The blanket of haze over Delhi, which has a population of about two crore, thickened this morning with the air pollution levels increasing overnight by around 50 points, taking the overall air quality index to 459. A Central Pollution Control Board official said the Air Quality Index has entered the "severe plus" or "emergency" category late on Thursday night, the first time since January this year.
Delhi Chief Minister Arvind Kejriwal described the city as a "gas chamber" and distributed breathing masks to school children. Notwithstanding the deteriorating air quality, the Indian Cricket Board has said it would go ahead with the India-Bangladesh T20 at the Arun Jaitley Stadium on Sunday.
In strongly-worded posts on the social media, Kejriwal also blamed the governments of neighbouring states Haryana and Punjab for "forcing farmers to burn stubble" that he said had led to the problem in Delhi. If the air quality persists in Delhi persists in "severe plus" category for more than 48 hours, emergency measures such as car rationing scheme, banning entry of trucks and shutting down schools are taken, official said.
An AQI between 0-50 is considered good , 51-100 satisfactory , 101-200 moderate , 201-300 poor , 301-400 very poor , and 401-500 severe . Above 500 is severe-plus or emergency category. "Intake of every 22 micrograms per cubic metre of polluted air is equivalent to smoking a cigarette.
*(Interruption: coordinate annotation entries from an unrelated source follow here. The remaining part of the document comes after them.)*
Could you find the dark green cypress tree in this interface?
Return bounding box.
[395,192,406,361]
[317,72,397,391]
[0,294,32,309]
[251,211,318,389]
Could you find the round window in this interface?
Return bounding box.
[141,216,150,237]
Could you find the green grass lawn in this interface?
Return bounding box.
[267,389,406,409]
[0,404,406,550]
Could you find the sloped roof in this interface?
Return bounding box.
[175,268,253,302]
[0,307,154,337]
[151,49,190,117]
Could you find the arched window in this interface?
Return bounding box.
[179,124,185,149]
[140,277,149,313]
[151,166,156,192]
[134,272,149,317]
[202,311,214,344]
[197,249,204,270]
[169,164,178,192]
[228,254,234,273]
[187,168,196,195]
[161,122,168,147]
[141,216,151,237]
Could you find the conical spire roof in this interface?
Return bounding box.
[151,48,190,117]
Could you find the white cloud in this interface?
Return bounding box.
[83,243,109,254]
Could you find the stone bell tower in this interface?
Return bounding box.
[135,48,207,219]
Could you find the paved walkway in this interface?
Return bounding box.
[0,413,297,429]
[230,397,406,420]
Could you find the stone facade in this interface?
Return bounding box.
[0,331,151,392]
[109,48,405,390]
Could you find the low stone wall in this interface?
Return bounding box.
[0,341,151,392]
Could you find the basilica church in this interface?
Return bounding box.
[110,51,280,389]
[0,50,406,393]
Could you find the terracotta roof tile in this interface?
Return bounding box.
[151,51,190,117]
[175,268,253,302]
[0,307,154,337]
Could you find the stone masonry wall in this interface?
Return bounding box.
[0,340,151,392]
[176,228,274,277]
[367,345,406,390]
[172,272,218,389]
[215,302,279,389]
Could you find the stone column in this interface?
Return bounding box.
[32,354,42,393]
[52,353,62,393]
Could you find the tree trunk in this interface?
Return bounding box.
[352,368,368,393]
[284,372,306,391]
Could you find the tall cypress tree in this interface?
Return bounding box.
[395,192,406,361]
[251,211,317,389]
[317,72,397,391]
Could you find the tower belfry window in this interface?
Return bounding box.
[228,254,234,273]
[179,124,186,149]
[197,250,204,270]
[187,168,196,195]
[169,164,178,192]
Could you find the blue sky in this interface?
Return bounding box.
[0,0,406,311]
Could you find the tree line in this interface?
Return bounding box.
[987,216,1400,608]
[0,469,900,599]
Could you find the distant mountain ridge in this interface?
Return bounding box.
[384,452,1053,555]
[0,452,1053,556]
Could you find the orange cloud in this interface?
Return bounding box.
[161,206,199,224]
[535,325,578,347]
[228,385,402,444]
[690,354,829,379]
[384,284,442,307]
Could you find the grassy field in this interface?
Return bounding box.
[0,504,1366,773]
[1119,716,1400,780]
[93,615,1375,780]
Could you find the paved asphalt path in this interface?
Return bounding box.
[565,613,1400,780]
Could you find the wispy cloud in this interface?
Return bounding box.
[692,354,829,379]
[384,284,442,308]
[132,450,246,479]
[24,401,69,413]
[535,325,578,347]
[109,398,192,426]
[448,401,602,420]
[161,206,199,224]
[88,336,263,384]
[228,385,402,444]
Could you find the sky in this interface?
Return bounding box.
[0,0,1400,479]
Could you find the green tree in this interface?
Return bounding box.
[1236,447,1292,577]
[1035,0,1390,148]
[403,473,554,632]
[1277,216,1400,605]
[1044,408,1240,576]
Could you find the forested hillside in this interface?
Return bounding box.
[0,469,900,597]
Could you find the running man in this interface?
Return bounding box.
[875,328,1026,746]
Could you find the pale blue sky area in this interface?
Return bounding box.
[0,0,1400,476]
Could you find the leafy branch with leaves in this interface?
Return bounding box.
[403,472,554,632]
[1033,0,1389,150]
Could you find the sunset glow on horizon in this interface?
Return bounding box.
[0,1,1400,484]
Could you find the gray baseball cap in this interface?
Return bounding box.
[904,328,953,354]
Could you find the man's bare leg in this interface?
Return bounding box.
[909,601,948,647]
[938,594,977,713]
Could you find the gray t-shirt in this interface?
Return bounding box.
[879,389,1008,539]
So whether the PM2.5 level is 700 or 300 units, the impact is still as bad. People need to take precautions, especially those suffering from asthma, bronchitis or other respiratory illness," said Dr Arvind Kumar, lung surgeon at Sir Ganga Ram Hospital here. Weather experts said increased wind speed due to a fresh western disturbance approaching the northern region would help disperse pollutants faster from tomorrow.
Parents in Delhi are anxious as health experts say children breathe faster, taking in more pollutants. Many took to Twitter to demand that schools be shut till the situation ameliorates. Deputy Chief Minister Manish Sisodia had on Wednesday said the decision to shut schools would be taken "when the need arises". In November 2017, the government had shut schools for a few days due to the deteriorating air quality. The Delhi government, however, has begun distributing 50 lakh N95 face masks, considered one of the good quality masks for tackling smog, among school students in Delhi on Friday morning.